I No Keu e l’incontro con Giani: «Le promesse non ci bastano»

Il comitato ribadisce al presidente della Regione le sette richieste: «Un passo in avanti, ma non possiamo accontentarci delle rassicurazioni» 

Empoli. È contenuta in sette punti la richiesta avanzata dai residenti che fanno parte dell’Assemblea permanente No Keu, ad Eugenio Giani. Proprio il presidente regionale lunedì sera li ha incontrati assieme alla sindaca Barnini e si è impegnato «a mettere in campo le bonifiche necessarie per rendere sicuro il territorio a tutela della salute della popolazione».

Una presa di posizione della quale «prendiamo atto - spiegano dall’assemblea, costituita dagli stessi residenti assieme a organizzazioni politiche e sociali del territorio, attraverso i portavoce Samuela Marconcini e Paolo Gaccione - tuttavia non possiamo accontentarci delle rassicurazioni. Il “caso Keu” non riguarda solo i residenti della 429 e non può essere approcciato come una questione privatistica e personale, ma come una questione pubblica che interessa tutti coloro che vivono sul territorio».


Durante l’incontro, che si è svolto a porte chiuse per volontà dello stesso presidente Giani e alla presenza di due famiglie nell’abitazione di una di loro, i residenti hanno presentato un documento in cui erano contenute sette richieste. In particolare, la realizzazione in tempi rapidi dell’acquedotto per allacciare le abitazioni di via Pian Grande che ne sono sprovviste, controlli trimestrali su tutti i pozzi dell’area a rischio fino al termine della bonifica, l’estensione delle verifiche su tutto il rilevato stradale dei lotti IV, V e VI, un piano di caratterizzazione del sito inquinato e carotaggi sull’intera stratificazione del rilevato, la bonifica completa e permanente del sito con il ripristino delle condizioni pre-illecito con la contestuale rimozione totale del materiale inquinante. Infine i residenti chiedono una maggiore trasparenza e nella fattispecie che le amministrazioni pubbliche riservino una speciale sezione dedicata all’emergenza Keu sui loro siti istituzionali attraverso la quale veicolare le informazioni sullo stato di avanzamento dei progetti e dei lavori.

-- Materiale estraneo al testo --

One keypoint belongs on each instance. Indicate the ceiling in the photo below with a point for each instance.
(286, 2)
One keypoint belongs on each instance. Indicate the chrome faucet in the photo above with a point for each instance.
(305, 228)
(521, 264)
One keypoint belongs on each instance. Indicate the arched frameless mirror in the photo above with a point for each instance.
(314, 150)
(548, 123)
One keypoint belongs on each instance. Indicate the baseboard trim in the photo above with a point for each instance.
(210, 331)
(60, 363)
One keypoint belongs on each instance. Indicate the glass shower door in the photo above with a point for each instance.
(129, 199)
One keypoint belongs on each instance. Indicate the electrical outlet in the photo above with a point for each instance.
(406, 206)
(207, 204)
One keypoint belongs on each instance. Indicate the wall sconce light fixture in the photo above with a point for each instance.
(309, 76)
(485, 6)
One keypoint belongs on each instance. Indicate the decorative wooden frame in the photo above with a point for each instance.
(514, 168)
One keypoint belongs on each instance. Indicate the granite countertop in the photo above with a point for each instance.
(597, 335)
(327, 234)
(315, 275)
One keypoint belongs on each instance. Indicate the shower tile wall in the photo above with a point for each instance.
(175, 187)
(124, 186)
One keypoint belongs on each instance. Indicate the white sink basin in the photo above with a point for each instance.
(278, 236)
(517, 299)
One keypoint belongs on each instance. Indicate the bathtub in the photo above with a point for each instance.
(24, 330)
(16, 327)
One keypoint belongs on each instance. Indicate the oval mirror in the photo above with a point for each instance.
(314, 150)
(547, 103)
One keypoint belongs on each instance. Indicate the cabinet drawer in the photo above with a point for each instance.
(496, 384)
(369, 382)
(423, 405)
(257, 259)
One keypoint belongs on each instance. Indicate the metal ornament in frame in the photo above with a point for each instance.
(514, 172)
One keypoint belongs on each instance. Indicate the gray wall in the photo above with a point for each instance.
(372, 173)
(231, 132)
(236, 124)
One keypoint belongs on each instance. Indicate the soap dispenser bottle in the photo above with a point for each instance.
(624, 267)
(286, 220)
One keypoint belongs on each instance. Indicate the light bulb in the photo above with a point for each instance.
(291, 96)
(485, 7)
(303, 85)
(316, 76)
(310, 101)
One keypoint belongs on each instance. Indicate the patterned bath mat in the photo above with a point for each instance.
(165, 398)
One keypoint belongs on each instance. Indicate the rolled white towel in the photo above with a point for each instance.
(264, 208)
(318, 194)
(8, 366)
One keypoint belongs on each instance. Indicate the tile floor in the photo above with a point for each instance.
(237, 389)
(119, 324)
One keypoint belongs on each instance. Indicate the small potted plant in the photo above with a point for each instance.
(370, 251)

Richieste precise e puntuali, che tuttavia rappresentano solo una parte delle rivendicazioni avanzate dall’assemblea permanente No Keu. «In questi mesi – vanno avanti – abbiamo portato avanti una mobilitazione che ha avuto un duplice scopo: vigilare sulla messa in sicurezza dell’area e sulla salute degli abitanti e portare all’attenzione di tutta la popolazione le problematiche sistemiche del modello di gestione dei servizi pubblici di cui la Toscana, e la nostra zona, assume e riproduce da decenni. Le indagini della magistratura stanno delineando contorni sempre più inquietanti dal punto di vista degli illeciti, ma anche della commistione tra interessi economici organizzati e decisioni politiche degli enti locali a più livelli».

Insomma, l’impegno delle amministrazioni è accolta con favore, ma nessuno sconto. «La nostra non è una battaglia di cortile e non ci basta che il rischio per la salute sia scongiurato dai nostri luoghi: noi vogliamo che non ci sia più la possibilità in qualsiasi luogo di anteporre alla salute delle persone il profitto (politico o economico) di pochi». E per questo «restiamo oggi più che mai vigili e attenti ai passi che saranno compiuti d’ora in avanti, pronti alla mobilitazione e senz’altro non disposti a far sì che quanto è accaduto si disperda e venga silenziato e neutralizzato con l’avvicendarsi della cronaca politica».